In a Brazilian “heart of darkness” tale, Jim tells stories from the first days of their friendship to his shady dealings in the jungles south of Manaus. Reduced to a brokenhearted salesman, Jim is smart man with a sense of time passing, and he has a talent for filling the uniqueness of his life with glory and with depredation. Ensconced in a shabby one-bedroom apartment with Mara, his sexually aggressive Israeli girlfriend, Jim hopes for a new life. Mara is quite a salesman herself who plays both Jim and the narrator smoothly, but she’s clearly unprepared for the new reality of Jim's stomach-knotting poverty.
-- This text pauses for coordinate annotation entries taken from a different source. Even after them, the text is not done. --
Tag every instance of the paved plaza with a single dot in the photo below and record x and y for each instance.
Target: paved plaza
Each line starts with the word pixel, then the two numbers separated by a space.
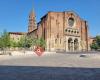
pixel 50 66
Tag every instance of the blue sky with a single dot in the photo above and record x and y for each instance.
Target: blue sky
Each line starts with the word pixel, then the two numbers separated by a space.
pixel 14 13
Pausing as he speaks about growing up as a farm boy in Western Canada and the early years of hunger and heartbreak, Jim describes his once-lavish lifestyle with his second wife, Phyllis, and their fervent promises and plans for the future. Obviously Jim is a man who has become delusional. He can't let go of the past no matter how hard he tries. From the illegal Ponzi schemes conducted with his partner in crime, sleazy Marvin Gesler, the reader is privy to so much history flashing past.

Life’s tawdry surfaces are transformed by Mara’s allure and artful coaxing. As Jim grins at the memory of some shady business maneuver or “whorey deal,” he recalls his tortured first wife, Ava, who in the spring of 1966 had an affair with the infamous Lenny Bruce. A poverty-ridden childhood then a series of clever deals with an abrupt trajectory prepare Jim for a rambunctious, risk-taking approach to life, rendering him thoughtful and quite selfish but always aware of the economical motives of others.
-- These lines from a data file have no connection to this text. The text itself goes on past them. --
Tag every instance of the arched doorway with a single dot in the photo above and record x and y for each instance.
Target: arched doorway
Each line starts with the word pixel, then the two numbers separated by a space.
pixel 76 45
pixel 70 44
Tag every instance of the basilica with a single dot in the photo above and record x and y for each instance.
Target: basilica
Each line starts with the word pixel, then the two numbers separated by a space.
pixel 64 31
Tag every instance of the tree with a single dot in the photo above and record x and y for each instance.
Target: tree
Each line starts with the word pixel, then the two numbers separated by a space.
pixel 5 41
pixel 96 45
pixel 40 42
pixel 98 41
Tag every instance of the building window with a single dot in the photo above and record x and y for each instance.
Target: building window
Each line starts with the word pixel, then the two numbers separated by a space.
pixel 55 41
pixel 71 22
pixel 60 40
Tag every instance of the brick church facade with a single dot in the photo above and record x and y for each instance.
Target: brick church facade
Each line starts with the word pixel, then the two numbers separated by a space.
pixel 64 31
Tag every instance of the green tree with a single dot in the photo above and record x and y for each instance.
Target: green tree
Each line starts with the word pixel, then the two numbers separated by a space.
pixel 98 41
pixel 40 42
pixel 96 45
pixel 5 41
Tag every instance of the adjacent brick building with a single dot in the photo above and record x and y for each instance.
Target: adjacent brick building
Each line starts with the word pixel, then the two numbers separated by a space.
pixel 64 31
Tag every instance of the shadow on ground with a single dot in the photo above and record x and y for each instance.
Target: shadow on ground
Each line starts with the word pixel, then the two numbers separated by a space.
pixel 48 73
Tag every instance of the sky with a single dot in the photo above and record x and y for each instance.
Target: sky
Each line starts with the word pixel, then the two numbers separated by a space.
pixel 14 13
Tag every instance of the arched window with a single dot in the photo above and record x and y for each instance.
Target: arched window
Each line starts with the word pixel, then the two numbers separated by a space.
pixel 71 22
We are never are quite sure how much of Jim's past is accurate. Like many good salesmen, Jim is used to promoting his products with great exaggeration. When his talent in sales bleeds over to his personal life, it doesn’t take long for events to spiral downward and for his early admiration for Marvin, Ava and Phyllis to sour. Jim's tragedy lies in the need for most people to either center their lives through financial success or merely be loved by friends and family.

A bit more enduring within the familiar glow of Jim’s "wholesale optimism and tarnished glamor," the story flashes back and forth, exposing Waitzken’s major theme: Jim's interpretation of the American Dream and how an attractive businessman will indubitably acquire material comforts. Jim's life symbolizes the collapse of the notion that personal success is measured by one's financial prosperity.

While I can appreciate the story’s literary nature, I found it hard to get inspired by this novel. I barely finished it. The tale is beautiful and seductive, but its frenetic pace is unyielding, and the endless ruminations on why boring people stay married for no other reason than monetary gain gets tedious. Even in Manuas, where Jim mines gold in truckloads, he eventually fashions a warped, dark reality that mirrors his own relentless ambition and avarice.